Reputation: 1459
I have a dataframe with columns names that has dot
.
Example : df.printSchema
user.id_number
user.name.last
user.phone.mobile
etc and I want to rename the schema by replacing the dot
with _
.
user_id_number
user_name_last
user_phone_mobile
Note: the input data for this DF is JSON format (with nonrelational like NoSQL
)
Upvotes: 2
Views: 991
Reputation: 31520
Use either .map,.withColumnRenamed
to replace .
with _
Example:
val df=Seq(("1","2","3")).toDF("user.id_number","user.name.last","user.phone.mobile")
df.toDF(df.columns.map(x =>x.replace(".","_")):_*).show()
//using replaceAll
df.toDF(df.columns.map(x =>x.replaceAll("\\.","_")):_*).show()

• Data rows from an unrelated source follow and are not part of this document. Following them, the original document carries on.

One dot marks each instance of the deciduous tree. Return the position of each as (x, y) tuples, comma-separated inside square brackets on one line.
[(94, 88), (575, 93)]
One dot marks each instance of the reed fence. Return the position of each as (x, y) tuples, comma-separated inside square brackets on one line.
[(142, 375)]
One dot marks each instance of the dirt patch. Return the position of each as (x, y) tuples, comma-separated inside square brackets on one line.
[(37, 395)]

//+--------------+--------------+-----------------+
//|user_id_number|user_name_last|user_phone_mobile|
//+--------------+--------------+-----------------+
//| 1| 2| 3|
//+--------------+--------------+-----------------+
2. Using selectExpr:
val expr=df.columns.map(x =>col(s"`${x}`").alias(s"${x}".replace(".","_")).toString)

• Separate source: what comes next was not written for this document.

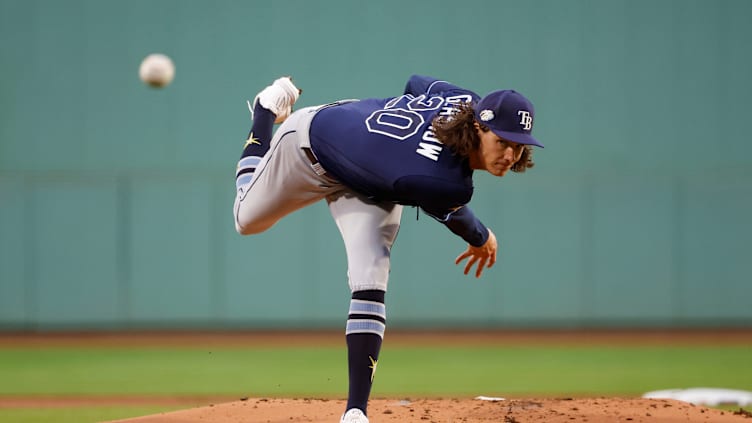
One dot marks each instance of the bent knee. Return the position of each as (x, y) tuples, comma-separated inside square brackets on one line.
[(250, 228)]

df.selectExpr(expr:_*).show()
//+--------------+--------------+-----------------+
//|user_id_number|user_name_last|user_phone_mobile|
//+--------------+--------------+-----------------+
//| 1| 2| 3|
//+--------------+--------------+-----------------+
3.Using .withColumnRenamed:
df.columns.foldLeft(df){(tmpdf,col) =>tmpdf.withColumnRenamed(col,col.replace(".","_"))}.show()
//+--------------+--------------+-----------------+
//|user_id_number|user_name_last|user_phone_mobile|
//+--------------+--------------+-----------------+
//| 1| 2| 3|
//+--------------+--------------+-----------------+
Upvotes: 2